McWhorter told Kelley that when he was the head of the Alliance of Arizona Nonprofits, he grew increasingly frustrated with many state legislators, whom he described as highly ideological and difficult to work with. McWhorter cited this experience as a motivation for him to work on the Top Two primary campaign. He reiterated the claim that Top Two people often make, that candidates in a jungle primary will have to appeal to “everyone”. When asked by Sam about the prospect of two candidates of the same party making it to the general election (when the large majority people actually come out to vote) and, thus, being the only choices those voters have, McWhorter brushed the concern aside breezily with “they might be two very different Republicans!”

McWhorter’s belief that having more “independents” voting in primaries leads to more moderate (by his definition) candidates doesn’t seem to be holding up with the Presidential primaries, where several states allow voters who don’t belong to either major party to vote for a Presidential candidate.
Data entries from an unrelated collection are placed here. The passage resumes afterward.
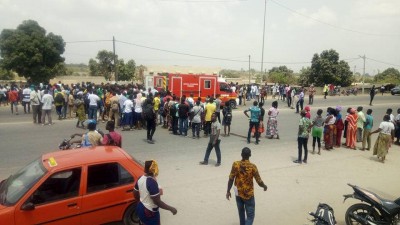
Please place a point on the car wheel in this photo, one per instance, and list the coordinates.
(130, 216)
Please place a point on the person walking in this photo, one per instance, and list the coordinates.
(214, 141)
(371, 95)
(242, 174)
(149, 193)
(317, 130)
(47, 103)
(196, 121)
(302, 139)
(254, 117)
(385, 138)
(360, 123)
(272, 123)
(367, 130)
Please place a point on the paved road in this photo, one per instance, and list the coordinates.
(198, 192)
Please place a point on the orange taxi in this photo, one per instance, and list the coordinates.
(85, 186)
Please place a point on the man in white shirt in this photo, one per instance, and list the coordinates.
(47, 101)
(93, 103)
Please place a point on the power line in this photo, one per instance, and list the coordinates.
(328, 24)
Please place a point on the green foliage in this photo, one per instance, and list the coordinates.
(390, 75)
(104, 66)
(327, 69)
(31, 53)
(126, 72)
(6, 75)
(230, 73)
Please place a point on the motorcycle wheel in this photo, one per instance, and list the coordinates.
(362, 210)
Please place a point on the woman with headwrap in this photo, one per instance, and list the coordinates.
(385, 138)
(329, 129)
(147, 190)
(339, 126)
(351, 132)
(272, 123)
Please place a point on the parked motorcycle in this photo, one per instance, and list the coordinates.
(373, 211)
(323, 215)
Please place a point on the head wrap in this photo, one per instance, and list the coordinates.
(154, 168)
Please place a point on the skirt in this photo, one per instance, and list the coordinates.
(382, 145)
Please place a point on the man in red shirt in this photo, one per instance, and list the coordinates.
(13, 97)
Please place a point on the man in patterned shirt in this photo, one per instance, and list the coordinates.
(242, 174)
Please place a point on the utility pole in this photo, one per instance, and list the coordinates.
(115, 62)
(249, 69)
(262, 53)
(363, 57)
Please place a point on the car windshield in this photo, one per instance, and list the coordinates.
(17, 185)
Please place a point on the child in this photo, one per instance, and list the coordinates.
(227, 118)
(317, 129)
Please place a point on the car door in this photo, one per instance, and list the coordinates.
(56, 201)
(109, 191)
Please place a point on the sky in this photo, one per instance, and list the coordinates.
(219, 33)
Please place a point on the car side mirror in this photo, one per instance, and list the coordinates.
(28, 206)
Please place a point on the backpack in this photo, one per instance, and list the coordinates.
(59, 98)
(172, 110)
(148, 112)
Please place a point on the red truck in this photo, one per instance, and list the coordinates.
(197, 84)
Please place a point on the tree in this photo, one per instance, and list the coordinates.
(126, 71)
(104, 66)
(390, 75)
(31, 53)
(327, 69)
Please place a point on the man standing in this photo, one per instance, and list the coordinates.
(34, 97)
(217, 102)
(209, 111)
(360, 123)
(311, 91)
(300, 102)
(367, 130)
(302, 139)
(242, 173)
(47, 101)
(255, 114)
(214, 141)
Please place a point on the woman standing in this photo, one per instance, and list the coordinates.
(329, 129)
(385, 138)
(317, 129)
(272, 124)
(148, 191)
(351, 129)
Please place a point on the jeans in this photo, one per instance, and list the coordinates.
(93, 112)
(183, 126)
(248, 207)
(255, 125)
(302, 143)
(299, 103)
(217, 151)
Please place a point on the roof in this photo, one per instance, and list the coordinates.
(78, 157)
New Hampshire held its primary recently and, in a state famous for the large number of “independents” who participate in it, the two winners were Bernie Sanders and Donald Trump. Both candidates won with substantial support of “independent” voters.
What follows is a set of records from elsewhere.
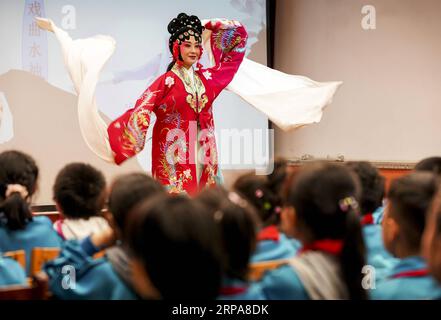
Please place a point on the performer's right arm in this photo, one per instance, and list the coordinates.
(128, 132)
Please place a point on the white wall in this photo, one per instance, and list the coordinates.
(389, 106)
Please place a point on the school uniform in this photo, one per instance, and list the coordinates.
(274, 245)
(408, 280)
(37, 233)
(314, 274)
(95, 279)
(11, 273)
(234, 289)
(376, 254)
Now, let me be clear that I’m not drawing a specious false equivalence – as many have – between Bernie Sanders and Donald Trump. The former is a longtime respected member of Congress who is running for President on real policy proposals and is a good person, the latter is bigoted pond scum with a combover. But to the people who are behind the Top Two effort, both Sanders and Trump would be equally unacceptable radical choices as, say, candidates for the Arizona Legislature. But they are who the “independents” who turned up to the New Hampshire primary favored as Presidential candidates. (While I’ll note that by raw vote the top two vote-getters were Sanders and Clinton, the vast majority of her votes from Democratic partisans, not “independents”.)

Analyst Clare Malone at FiveThirtyEight believes that “independents” matter little, if at all, to the outcomes of primaries. That’s certainly been the case with the open primaries we already have in Arizona in state elections, where a non-partisan voter may simply request a ballot for the partisan primary they wish to vote in. But we’ll see in the upcoming Presidential primaries.

As it stands for Super Tuesday, where eight of the ten states holding Presidential preference elections have open primaries, polling in those eight states shows Trump with a lead in four, in a virtual tie with Cruz in one, and Cruz with a lead in two on the Republican side. Open primaries don’t seem to be helping John Kasich, the guy largely seen as “moderate”* there. On the Democratic side Clinton leads in six open primary states (most in the South) and Sanders leads in Vermont and Massachusetts, as expected. So it looks like minimal impact by “independents” there.

*Of course, John Kasich is NOT a moderate by any stretch but is deftly parlaying his rare moments of decency, such as accepting the Medicaid expansion in the Affordable Care Act, and a gruff irascible exterior that press people swoon over into a big distraction from awful and radical he really is. Do not be fooled, liberals!